New Florida Gov. Rick Scott vetoed $615 million in line items in a $69 BILLION state budget this month. Less than 1%. He also signed House Bill 7207 into law.

Them as whose oxen were gored are up in arms.

State Rep. Ron Saunders (D-Monroe County) has bemoaned the fact that the state Department of Community Affairs “which played a major role in making sure Monroe County governments adhere to Area of Critical State Concern mandates” is among the bovines “gutted.” See, House Bill 7207, the redesignatedCommunity Planning Act” essentially dismantles the D.C.A. by moving that agency’s duties to a new Division of Community Development.

Meanwhile, Gov. Scott came to the Keys for his first time as governor but I didn’t see him despite the fact that he stayed at a Marathon motel and spoke at the Marathon High School graduation.

Florida is bigger than many third world nations in land area, population, residential income, and tax revenue. Come to think of it, Florida is bigger than many European nations in all of the above.

To put that in perspective, the Florida $3 billion budget deficit is bigger than Vermont’s entire state budget.

Gov. Scott had made the Community Planning Act one of his priorities because oversight of development in the Keys should be handled locally rather than through Tallahassee.

“I believe in local government… It’s closer to the people,” he told the Keynoter. “I just don’t believe we ought to be running these things at the state level. I think that we ought to have local control of things. Each community needs to decide what they want to do in their community.”

Looking back to Vermont, local control is more than a buzzword.

Local control is on the lips of Town Selectmen, of voters at Town Meetings, of the 290 school superintendents serving Vermont’s 251 Towns.
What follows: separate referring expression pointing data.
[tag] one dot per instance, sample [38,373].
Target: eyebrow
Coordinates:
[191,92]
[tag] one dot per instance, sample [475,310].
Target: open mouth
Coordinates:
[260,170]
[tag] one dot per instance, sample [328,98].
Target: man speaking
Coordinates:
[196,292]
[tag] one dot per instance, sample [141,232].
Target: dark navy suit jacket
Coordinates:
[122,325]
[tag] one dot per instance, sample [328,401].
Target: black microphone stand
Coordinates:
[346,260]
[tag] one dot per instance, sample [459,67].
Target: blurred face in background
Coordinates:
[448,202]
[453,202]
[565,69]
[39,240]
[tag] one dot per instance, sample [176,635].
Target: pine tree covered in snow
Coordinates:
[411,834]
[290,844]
New North Puffin Selectman Tom Tom Ripley summed it up, “We figure the one-size-fits-all solutions we get from the County or the State or the Feds or the One-World-Government fall well short of just letting our cities and towns muddle through our local issues.” Tom is North Puffin’s best known garbage man in a state where garbage collection is private enterprise and pretty much everyone with a pickup truck can be a trash hauler.

Indeed, Vermont has essentially no County government at all, relying on local boards to oversee our governmental needs from animal control to zoning.
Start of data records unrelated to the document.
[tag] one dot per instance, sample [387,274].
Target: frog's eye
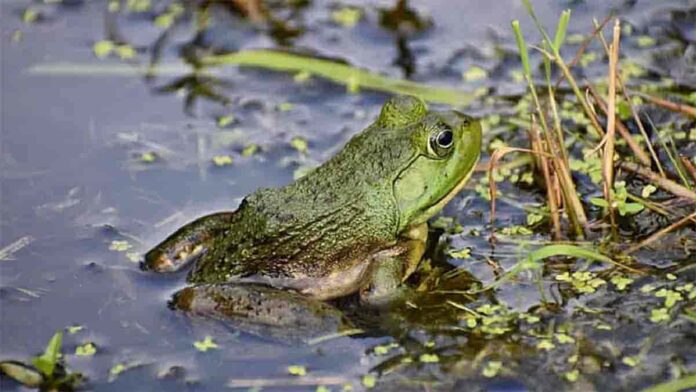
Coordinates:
[441,141]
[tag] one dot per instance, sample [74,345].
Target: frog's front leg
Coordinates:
[187,243]
[393,266]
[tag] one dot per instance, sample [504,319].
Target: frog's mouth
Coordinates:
[411,193]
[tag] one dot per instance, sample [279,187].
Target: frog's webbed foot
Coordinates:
[186,244]
[392,267]
[262,310]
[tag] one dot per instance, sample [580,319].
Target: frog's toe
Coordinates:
[163,259]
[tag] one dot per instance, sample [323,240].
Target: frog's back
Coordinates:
[327,221]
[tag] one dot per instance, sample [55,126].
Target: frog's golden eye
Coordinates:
[441,141]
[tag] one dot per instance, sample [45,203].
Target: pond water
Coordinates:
[99,162]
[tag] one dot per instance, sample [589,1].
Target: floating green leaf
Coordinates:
[86,350]
[369,381]
[492,369]
[429,358]
[206,344]
[297,370]
[347,17]
[46,363]
[353,78]
[222,160]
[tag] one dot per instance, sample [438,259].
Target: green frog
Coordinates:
[356,224]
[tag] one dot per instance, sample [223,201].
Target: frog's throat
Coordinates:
[440,204]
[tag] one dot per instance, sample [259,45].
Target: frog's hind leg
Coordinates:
[186,244]
[392,267]
[262,310]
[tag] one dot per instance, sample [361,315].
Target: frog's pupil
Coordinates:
[444,139]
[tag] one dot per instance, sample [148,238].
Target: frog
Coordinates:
[357,224]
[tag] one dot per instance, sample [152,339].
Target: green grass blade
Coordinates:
[340,73]
[536,20]
[533,261]
[522,47]
[561,30]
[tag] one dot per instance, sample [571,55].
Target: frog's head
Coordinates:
[443,149]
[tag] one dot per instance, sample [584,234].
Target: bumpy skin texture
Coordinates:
[327,229]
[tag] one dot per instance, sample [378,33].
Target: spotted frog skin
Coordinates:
[356,224]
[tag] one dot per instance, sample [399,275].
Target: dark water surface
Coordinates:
[73,182]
On paper, local control looks as if it would be more expensive than the consolidated services available from the state or the Feds. After all 290 school superintendents just have to cost more for the 92,431 enrolled students than, say, a couple of dozen, right?
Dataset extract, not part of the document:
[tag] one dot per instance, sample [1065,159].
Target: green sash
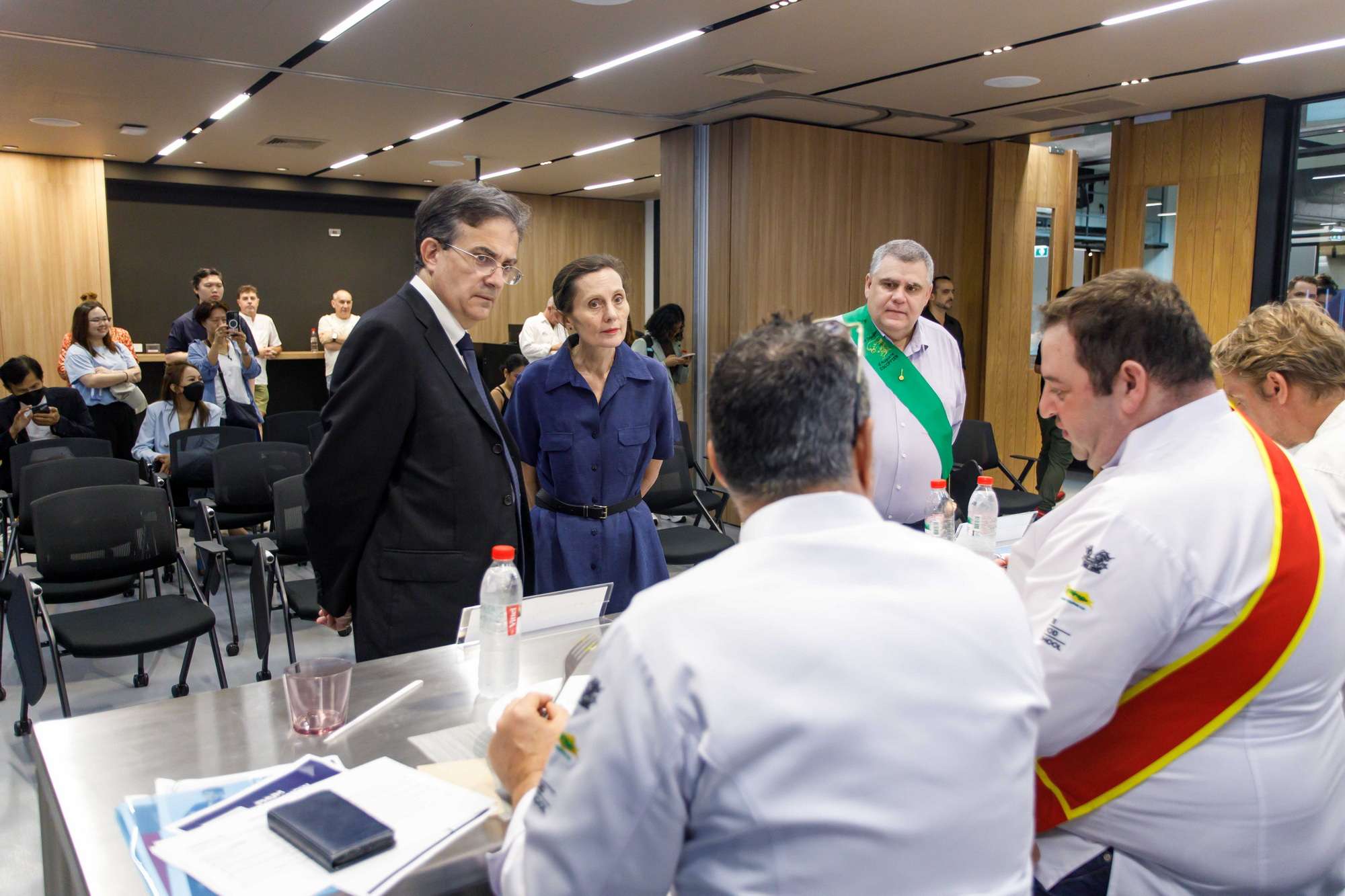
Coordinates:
[907,384]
Of course, right. We know that banks gobbled up their neighbors and airlines swallowed their competitors to save us money. Of course, Judge Harold H. Greene broke up AT&T to, um, save us money, too.

There are other costs to government. A Facebook group “Abused Land Owners of Monroe County Florida Want Justice” reminds us that all is not right in Paradise. A familiar headline reads, “FBI investigates Florida political corruption in Capitol.” And Time Magazine reported that exclusive Palm Beach County, once the Kennedys’ winter playground, “has begun to rival Miami as the Sunshine State’s capital of corruption and political mischief.”

I guess the final answer is really a question: “Do you want the corrupt politician you can see at the Cracked Conch or the one hidden away in Tallahassee controlling how you use your property?”

3 thoughts on “State v. Local Control

  1. What a lovely choice.

    I do think, on principle, having as much local control as possible is best because people who have to live in the middle of things will be more likely to care about the outcome than outsiders. It also makes sense to me to have…the only word I can think of is guidelines (blast my aging brain-this week I’m contending with word salad along with my inability to find the words I want), but stronger, that locales should measure up to in the way of taking care of the environment, education outcomes, and things of that nature so that the states, and America as a whole, is providing the same opportunities for a healthy place to live and a decent education. But each community has its own unique challenges, and it should be up to the people who live and work in those communities to come up with the best means of meeting those standards.

    Of course, none of this changes the price of eggs, does it?

  2. Arleen, you have summed up nicely the argument most Vermonters make: Better the cad you can beat up daily at the local bar than the scoundrel you see but once a year. If you’re lucky.

    At least the local bounder has the opportunity not to listen to you many many times.

    Getting these rapscallions to adhere to community standards or community ethics, even if said code has the force of law, is another story.